UK Atomic Energy Authority’s (UKAEA) robotics team, the Remote Applications in Challenging Environments (RACE), supported the testing of agile robots for nuclear decommissioning.

UKAEA’s robotics team RACE was at Sellafield recently to advise and support on how canine-like robots could help the clean-up of Western Europe’s largest nuclear site.

The nuclear power company, Sellafield Ltd, held a three-day trial of Spot, the agile mobile robot developed by Boston Dynamics, at the Calder Hall nuclear power station, which is now being decommissioned.

The building offers challenging terrain in a risk-managed environment, providing ideal conditions to test Spot’s agility, scanning and radiation detection capabilities.

If successful, Spot could be deployed at locations across the Sellafield site to carry out routine tasks like inspections, mapping, data capture and characterisation.
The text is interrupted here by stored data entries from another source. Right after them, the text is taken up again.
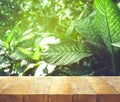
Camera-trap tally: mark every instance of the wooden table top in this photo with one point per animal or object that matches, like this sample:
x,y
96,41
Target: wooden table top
x,y
60,85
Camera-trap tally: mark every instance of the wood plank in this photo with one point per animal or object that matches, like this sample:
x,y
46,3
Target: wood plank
x,y
11,98
80,85
36,98
60,98
108,98
60,90
100,86
85,98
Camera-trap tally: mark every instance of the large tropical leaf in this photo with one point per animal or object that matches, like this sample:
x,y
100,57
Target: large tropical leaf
x,y
107,21
64,53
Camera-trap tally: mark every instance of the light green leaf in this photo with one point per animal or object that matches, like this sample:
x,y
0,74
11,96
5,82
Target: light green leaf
x,y
64,53
116,44
107,21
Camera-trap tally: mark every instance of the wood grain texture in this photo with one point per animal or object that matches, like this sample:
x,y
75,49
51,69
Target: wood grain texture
x,y
11,98
60,89
85,98
36,98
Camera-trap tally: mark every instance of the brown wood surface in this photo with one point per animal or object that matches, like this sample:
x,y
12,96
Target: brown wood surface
x,y
60,89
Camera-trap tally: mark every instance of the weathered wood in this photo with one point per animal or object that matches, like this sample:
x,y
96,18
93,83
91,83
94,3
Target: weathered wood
x,y
59,89
11,98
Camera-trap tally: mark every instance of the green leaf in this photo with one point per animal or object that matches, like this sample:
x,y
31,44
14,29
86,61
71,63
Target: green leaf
x,y
64,53
107,21
116,44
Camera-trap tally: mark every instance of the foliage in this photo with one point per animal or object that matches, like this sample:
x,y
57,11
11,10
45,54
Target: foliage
x,y
97,33
28,26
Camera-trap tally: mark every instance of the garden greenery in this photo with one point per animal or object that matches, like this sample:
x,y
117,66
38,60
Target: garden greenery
x,y
98,37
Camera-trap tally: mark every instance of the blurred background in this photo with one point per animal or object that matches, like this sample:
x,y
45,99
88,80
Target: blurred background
x,y
27,26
The four-legged robot is able to perform autonomous missions and can be controlled remotely via an operator, which significantly improves safety by allowing the robot to enter hazardous, contaminated areas in lieu of a person.
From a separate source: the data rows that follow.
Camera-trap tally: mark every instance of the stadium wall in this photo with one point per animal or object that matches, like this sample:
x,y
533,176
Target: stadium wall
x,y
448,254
Spot is also expected to speed up inspection times, as robots do not require as much personal protective equipment, and help save money by ensuring more frequent data collection and better predictive maintenance.

The RACE centre at UKAEA’s Culham site owns two Spot devices and has been working on applications for them in industrial locations where it’s difficult or unsafe to send humans. One of its Spots last year carried out a radiation mapping project at Chernobyl for the University of Bristol.